On the (bank) restructuring side things are really lagging, Strauss-Kahn said in an interview with Reuters after an IMF conference devoted to African economies. I'm afraid that if it goes that way for two or three more months then recovery in 2010 will be difficult, he added.
In the United States where the new administration has outlined a plan to remove toxic assets from banks' balance sheets, Strauss-Kahn said: The U.S. needs to say exactly how they're going to do it.
He said he would take this message to a meeting of Group of 20 finance ministers in Britain on Friday and Saturday.
U.S. Treasury Secretary Timothy Geithner on February 10 outlined the bank plan, but offered few details on how it would work.
Since then, the Treasury has agreed to a third rescue effort for CitiGroup by agreeing to convert preferred shares to common equity, bolstering the bank's capital base.
Geithner's plan proposes creating public-private investment funds that are expected to involve government loans to private investors that would buy assets from banks setting benchmark prices with the aim of jump-starting the market for illiquid securities.
Limiting the losses of banks and insurers on risky assets is widely regarded as the key next step to restoring confidence in the financial system.
MORE STIMULUS
Strauss-Kahn said actions by various governments to stimulate their economies had been more coordinated and responsive although he said there is still some room to have some more stimulus.
The IMF has proposed that governments which can afford it should act together to roll out a global fiscal stimulus equivalent to about 2 percent of world gross domestic product or around $1.2 trillion. Currently total fiscal stimulus plans amount to around 1.5 percent of world GDP.
The IMF chief also said he was concerned with the spread of the global crisis to emerging market economies, hit by the sharp drop in demand and prices for commodities and drying up private capital flows.
He said he was concerned that large banks and corporations in emerging market economies will be unable to rollover maturing debt.
Preliminary estimates by the World Bank this week show that well over $1 trillion in emerging market corporate debt and $2-3 trillion in total emerging market debt matures in 2009, the majority extended by international banks across borders or through their affiliates in emerging markets.
Most of this lending is in foreign currency, and for relatively short terms, meaning that the currency and maturity risks are primarily on the balance sheet of emerging market banks, companies and households.

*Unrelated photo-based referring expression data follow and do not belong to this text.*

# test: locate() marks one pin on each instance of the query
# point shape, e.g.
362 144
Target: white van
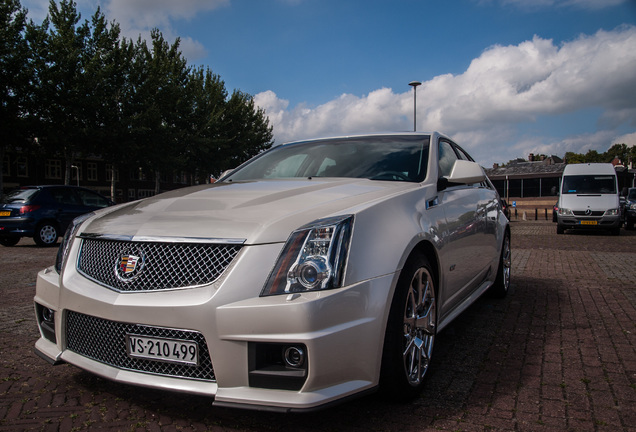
589 198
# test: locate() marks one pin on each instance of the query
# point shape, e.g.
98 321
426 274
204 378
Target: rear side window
92 199
589 184
64 196
21 195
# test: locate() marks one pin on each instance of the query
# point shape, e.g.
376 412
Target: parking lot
559 353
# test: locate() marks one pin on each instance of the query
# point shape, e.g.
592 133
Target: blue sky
503 77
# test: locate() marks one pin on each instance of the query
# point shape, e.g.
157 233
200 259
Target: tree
206 94
61 105
15 75
162 117
246 131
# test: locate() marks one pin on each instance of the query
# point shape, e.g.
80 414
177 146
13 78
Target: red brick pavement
559 353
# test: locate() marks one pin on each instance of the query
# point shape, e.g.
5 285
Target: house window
22 165
137 174
53 169
76 172
6 166
109 173
91 171
145 193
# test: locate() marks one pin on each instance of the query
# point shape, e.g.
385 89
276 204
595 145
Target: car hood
265 211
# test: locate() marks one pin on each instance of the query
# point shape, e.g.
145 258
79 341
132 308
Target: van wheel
411 330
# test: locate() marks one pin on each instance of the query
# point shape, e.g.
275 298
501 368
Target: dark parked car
505 208
44 212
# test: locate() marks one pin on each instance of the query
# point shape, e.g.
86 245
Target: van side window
447 158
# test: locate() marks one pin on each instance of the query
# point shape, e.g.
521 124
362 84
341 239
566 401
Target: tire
410 332
501 286
9 241
46 234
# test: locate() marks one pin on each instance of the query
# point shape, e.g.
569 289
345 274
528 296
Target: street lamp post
414 84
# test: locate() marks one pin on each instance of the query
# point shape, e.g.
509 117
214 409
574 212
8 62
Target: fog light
46 321
294 356
48 315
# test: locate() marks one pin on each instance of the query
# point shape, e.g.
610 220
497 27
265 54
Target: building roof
550 167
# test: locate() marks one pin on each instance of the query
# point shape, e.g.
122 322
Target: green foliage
592 156
85 90
15 75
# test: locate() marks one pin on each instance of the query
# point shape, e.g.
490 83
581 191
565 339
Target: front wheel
411 330
502 282
46 234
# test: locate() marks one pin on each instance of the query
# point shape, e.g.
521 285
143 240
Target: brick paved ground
559 353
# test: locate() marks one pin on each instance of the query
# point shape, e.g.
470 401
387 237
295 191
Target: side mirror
225 173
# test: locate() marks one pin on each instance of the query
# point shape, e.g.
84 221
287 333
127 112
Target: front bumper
574 222
342 331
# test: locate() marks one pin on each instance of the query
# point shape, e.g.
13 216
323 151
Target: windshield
393 158
589 184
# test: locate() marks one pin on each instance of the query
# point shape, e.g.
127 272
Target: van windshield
589 184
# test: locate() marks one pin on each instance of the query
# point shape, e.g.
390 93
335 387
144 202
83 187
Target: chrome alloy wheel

With increasing trouble brewing in emerging markets, Strauss-Kahn said it was necessary that IMF shareholder nations agree to double IMF's resources by $250 billion to $500 billion, including the $100 billion committed by Japan.
While Strauss-Kahn declined to give the IMF's estimates on rollover needs, he said, When you look at the figures for 2009 financing needs of emerging countries and what we expect to be covered by rollover ... the gap is huge. Everyone understands we need to have a sharp increase in our resources.
The IMF has already provided $50 billion in emergency financing packages to struggling eastern European countries, including Hungary, Latvia, Ukraine, Belarus, Serbia as well as Pakistan and Iceland as the crisis spreads.
Also recently, the IMF projected that 22 developing countries faced a financing gap in 2009 of up to $25 billion, which could reach as much as $140 billion.
Strauss-Kahn said he would press G20 donor nations to fulfil their 2005 pledges to significantly increase assistance to Africa by 2010, but acknowledged it may be a hard sell politically for some governments in difficult times.
We need to see the money, Strauss-Kahn said, having warned this week that the global economic slowdown will have a severe impact on Africa and could undo socio-economic progress made in the region over the past 10 years.